You are viewing a plain text version of this content. The canonical link for it is here.
Posted to commits@arrow.apache.org by ze...@apache.org on 2023/05/22 14:52:06 UTC
[arrow] branch main updated: GH-35684: [Go][Parquet] Fix nil dereference with nil list array (#35690)
This is an automated email from the ASF dual-hosted git repository.
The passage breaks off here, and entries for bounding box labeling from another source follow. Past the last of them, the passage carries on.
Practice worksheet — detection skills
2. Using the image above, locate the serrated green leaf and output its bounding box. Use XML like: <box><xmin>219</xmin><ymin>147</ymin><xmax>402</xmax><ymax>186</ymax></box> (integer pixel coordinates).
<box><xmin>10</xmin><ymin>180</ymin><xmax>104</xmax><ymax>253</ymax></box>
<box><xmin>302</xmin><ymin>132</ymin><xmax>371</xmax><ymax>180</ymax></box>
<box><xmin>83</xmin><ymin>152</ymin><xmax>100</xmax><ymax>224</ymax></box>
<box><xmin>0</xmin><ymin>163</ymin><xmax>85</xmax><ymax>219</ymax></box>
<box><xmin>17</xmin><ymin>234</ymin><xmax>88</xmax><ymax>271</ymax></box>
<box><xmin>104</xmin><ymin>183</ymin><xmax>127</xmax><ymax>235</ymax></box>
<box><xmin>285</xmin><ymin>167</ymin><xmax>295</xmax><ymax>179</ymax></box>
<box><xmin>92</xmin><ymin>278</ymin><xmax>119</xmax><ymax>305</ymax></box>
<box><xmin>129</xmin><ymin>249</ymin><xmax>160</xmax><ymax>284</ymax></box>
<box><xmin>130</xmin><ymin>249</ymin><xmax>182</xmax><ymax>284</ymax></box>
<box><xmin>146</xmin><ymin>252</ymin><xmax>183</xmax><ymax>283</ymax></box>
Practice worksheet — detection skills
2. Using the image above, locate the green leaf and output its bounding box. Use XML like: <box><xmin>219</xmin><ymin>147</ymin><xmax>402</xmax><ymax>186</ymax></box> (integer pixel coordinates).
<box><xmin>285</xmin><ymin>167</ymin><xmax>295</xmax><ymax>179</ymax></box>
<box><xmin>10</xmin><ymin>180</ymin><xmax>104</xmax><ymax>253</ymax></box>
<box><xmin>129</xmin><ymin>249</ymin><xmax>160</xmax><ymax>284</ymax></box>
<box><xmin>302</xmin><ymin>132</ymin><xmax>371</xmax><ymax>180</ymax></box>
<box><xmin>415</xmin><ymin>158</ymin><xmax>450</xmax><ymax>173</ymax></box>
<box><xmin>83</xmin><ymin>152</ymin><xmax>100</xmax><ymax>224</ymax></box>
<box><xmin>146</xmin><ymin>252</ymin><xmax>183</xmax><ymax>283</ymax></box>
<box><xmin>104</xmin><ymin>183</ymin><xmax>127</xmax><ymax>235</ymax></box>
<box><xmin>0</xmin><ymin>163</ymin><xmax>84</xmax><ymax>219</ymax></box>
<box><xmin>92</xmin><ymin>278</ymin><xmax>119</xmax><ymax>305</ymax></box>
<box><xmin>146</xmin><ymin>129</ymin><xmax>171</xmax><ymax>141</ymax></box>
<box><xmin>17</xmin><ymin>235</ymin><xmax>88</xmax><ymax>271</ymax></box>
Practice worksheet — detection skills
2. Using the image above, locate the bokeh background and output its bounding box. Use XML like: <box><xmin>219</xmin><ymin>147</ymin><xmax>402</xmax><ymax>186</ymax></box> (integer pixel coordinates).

zeroshade pushed a commit to branch main
in repository https://gitbox.apache.org/repos/asf/arrow.git
The following commit(s) were added to refs/heads/main by this push:
new 584dc7bcde GH-35684: [Go][Parquet] Fix nil dereference with nil list array (#35690)
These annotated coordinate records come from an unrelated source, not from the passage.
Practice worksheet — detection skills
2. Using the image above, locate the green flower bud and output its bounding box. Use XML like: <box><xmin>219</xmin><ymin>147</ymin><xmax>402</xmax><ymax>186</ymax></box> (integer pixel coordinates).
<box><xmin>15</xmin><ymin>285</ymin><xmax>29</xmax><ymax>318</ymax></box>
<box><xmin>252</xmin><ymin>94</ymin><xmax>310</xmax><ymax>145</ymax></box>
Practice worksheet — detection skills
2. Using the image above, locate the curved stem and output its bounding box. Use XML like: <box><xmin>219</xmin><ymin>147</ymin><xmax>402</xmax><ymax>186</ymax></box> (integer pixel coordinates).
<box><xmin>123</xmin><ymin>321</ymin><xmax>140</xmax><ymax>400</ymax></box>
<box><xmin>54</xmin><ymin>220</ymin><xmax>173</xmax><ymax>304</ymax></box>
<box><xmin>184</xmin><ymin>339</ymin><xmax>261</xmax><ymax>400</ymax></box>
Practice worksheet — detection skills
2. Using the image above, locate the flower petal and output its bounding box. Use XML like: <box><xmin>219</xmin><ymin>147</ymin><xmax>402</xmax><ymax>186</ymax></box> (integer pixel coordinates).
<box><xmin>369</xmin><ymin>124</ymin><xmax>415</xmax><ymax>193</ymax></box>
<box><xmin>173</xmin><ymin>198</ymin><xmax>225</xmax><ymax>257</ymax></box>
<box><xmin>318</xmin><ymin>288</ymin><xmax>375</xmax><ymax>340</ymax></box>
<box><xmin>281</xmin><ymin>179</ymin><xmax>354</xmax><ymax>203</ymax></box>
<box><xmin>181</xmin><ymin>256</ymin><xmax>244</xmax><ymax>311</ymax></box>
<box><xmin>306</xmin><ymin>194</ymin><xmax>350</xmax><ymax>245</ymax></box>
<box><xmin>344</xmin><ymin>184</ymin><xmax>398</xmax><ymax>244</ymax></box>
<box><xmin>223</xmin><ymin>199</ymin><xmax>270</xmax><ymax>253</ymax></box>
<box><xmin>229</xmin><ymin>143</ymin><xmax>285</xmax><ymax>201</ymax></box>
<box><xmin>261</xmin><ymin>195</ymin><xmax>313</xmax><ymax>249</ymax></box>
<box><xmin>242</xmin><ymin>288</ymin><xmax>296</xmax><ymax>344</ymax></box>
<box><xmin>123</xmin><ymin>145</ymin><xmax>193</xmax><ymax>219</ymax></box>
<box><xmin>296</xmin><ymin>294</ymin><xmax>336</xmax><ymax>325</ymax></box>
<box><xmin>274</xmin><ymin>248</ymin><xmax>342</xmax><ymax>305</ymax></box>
584dc7bcde is described below
commit 584dc7bcde7afa0c67cedf737bac6b4b7a221088
Author: Matt Topol <zo...@gmail.com>
AuthorDate: Mon May 22 10:51:58 2023 -0400
GH-35684: [Go][Parquet] Fix nil dereference with nil list array (#35690)
### Rationale for this change
If a column to be written to parquet is a list array with only nulls in it, then the child will be empty and potentially have nil buffers. This case isn't checked in the `writeDenseArrow` function, so we blindly attempt to grab the bytes from the buffers which might be nil.
### What changes are included in this PR?
Adding a check of `leafArr.Len()` at the top of `writeDenseArrow`. If the leaf array's length is > 0 we can be sure that the data buffer is non-nil. So we can just bail if the leaf array is empty, nothing to write.
### Are these changes tested?
Unit test is added.
* Closes: #35684
Authored-by: Matt Topol <zo...@gmail.com>
Signed-off-by: Matt Topol <zo...@gmail.com>
---
go/parquet/pqarrow/encode_arrow.go | 30 ++++++++++++++++++++----------
go/parquet/pqarrow/encode_arrow_test.go | 32 ++++++++++++++++++++++++++++++++
2 files changed, 52 insertions(+), 10 deletions(-)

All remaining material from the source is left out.